Le temps de vœux est différent de celui du postulat ou du noviciat même si pendant les deux premières années on est encore « au noviciat » suivi par la maîtresse de novices. On commence à vivre ce à quoi on a aspiré si longtemps – la consécration.

Pour moi entrer dans la consécration, tisser les lieux intimes avec Jésus, reste toujours comme le plus grand mystère de ma vie. J’ai fait ma première profession en l’an 2000 dans mon pays, dans le Carmel que j’ai choisi… parce qu’il est le plus proche de mes parents. Et mon aventure comme consacrée a commencé. La joie des premiers mois s’est très vite transformée en discernement sur un appel possible de Dieu à Bethléem : ma communauté avait reçu une demande d’aide en Terre Sainte, justement pour Bethléem.

Si j’ai pu répondre en positif à cette invitation, je crois que c’est grâce à la consécration, à cette « étrange intimité » avec Jésus qui m’enseigne, toujours plus en profondeur, la liberté intérieure qui m’a permis de poser des choix justes dans mes relations avec ma famille et mes amies. Bien sûr j’ai demandé à mon Père confesseur de m’aider à discerner, de m’apprendre à lire, à interpréter les signes.

Ma vie de jeune professe temporaire s’est donc déroulée en Terre Sainte. Ici j’ai appris à vivre dans une communauté internationale, à aimer mes sœurs telles qu’elles sont, à travers tout ce qui nous différencie et à voir par-dessus tout cet amour fou de Jésus qui nous unit plus que tout ! L’exigence d’une communauté petite m’a permis très vite de me sentir responsable de ma propre formation et de mon travail. La solitude quotidienne et les petites épreuves ont renforcé mon intimité avec Jésus, mon Epoux et mon Tout !

Le temps de la guère, de l’insécurité humaine que j’ai vécues ici a imprimé en moi un grand désir de prier pour et avec l’Eglise de Terre Sainte, d’intercéder pour les gens d’ici, pour rompre la haine réciproque. Je suis aussi certaine que ma communauté internationale témoigne que l’amour est possible, qu’on peut vivre, prier, s’aimer ensemble même si on est très différent, que c’est une richesse de Dieu.
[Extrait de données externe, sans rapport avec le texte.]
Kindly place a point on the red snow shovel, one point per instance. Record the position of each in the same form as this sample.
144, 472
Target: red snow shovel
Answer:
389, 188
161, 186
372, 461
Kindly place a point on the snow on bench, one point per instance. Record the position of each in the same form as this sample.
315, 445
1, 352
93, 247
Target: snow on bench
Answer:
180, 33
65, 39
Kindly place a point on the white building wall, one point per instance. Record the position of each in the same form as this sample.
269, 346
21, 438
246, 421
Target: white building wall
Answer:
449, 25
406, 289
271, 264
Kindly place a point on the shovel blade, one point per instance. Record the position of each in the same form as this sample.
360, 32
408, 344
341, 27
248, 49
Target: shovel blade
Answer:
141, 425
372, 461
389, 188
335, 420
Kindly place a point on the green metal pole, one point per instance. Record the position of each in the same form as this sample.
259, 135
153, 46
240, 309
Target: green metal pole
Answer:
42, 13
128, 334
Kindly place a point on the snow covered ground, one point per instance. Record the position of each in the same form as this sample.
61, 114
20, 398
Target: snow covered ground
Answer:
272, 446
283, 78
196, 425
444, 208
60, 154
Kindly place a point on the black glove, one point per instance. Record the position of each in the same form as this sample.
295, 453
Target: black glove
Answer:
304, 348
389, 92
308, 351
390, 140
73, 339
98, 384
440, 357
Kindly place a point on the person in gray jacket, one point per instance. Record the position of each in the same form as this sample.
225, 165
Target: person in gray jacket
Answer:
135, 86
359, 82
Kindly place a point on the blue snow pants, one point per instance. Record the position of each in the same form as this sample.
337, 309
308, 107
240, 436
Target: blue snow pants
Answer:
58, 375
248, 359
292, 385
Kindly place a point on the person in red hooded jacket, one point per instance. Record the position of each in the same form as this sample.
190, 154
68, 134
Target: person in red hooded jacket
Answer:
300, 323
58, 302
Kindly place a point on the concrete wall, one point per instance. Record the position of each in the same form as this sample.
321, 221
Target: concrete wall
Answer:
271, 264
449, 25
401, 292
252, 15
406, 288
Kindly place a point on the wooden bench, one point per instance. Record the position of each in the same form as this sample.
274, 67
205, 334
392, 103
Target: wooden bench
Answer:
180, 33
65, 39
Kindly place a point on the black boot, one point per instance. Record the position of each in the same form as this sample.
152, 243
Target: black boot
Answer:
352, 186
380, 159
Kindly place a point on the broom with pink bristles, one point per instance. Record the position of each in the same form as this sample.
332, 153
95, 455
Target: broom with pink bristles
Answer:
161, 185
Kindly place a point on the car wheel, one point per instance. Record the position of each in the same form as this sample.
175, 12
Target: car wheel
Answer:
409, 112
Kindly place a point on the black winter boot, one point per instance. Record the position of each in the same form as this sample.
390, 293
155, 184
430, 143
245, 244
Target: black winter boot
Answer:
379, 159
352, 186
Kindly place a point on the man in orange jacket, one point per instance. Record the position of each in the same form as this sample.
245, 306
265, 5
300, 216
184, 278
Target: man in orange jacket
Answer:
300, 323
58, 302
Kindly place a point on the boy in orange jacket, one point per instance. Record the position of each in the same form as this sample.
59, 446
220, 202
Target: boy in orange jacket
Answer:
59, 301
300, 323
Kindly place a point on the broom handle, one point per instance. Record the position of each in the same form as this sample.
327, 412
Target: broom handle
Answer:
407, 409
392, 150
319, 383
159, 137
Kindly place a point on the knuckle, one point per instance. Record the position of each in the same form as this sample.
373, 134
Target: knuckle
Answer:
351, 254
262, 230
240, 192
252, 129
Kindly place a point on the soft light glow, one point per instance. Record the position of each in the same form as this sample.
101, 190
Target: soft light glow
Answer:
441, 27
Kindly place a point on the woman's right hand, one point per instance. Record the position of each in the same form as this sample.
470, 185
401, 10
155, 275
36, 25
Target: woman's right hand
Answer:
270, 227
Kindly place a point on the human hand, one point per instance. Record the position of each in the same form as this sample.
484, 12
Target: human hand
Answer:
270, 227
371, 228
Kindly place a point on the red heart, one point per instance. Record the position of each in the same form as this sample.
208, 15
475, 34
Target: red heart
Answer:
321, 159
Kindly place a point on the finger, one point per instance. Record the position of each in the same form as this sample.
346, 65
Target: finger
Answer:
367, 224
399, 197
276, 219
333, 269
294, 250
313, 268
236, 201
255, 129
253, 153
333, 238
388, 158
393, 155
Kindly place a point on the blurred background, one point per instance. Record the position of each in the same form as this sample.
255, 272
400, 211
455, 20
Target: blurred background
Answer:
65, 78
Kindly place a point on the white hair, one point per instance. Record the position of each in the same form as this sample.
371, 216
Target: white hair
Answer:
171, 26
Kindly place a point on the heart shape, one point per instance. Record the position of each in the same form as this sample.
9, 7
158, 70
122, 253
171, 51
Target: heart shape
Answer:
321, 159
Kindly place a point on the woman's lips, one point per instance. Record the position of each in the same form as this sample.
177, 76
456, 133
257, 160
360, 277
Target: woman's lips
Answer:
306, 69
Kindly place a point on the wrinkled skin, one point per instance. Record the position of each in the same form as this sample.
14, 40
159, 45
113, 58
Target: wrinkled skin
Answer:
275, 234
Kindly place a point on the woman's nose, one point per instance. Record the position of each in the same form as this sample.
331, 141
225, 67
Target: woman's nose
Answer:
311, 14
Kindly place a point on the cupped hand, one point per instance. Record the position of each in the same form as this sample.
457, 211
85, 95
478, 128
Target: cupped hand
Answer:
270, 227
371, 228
Le temps de mes vœux temporaire est resté en moi comme un temps très riche en découverte de Jésus, de mes possibilités et faiblesses. Un temps de découverte des différents visages du Carmel, comme la communauté, la liturgie quotidienne dans laquelle et par laquelle Dieu est présent dans ma vie et aussi le temps du travail en solitude. La fait de vivre loin de ma famille et de mon pays, de vivre sur la Terre de l’Evangile donne à ma vie consacrée un trait délicat d’une aventure vécue avec et pour Jésus.

C’est avec une grande joie j’ai fait ma profession solennelle en m’engageant définitivement au Carmel et dans l’Eglise de Jérusalem.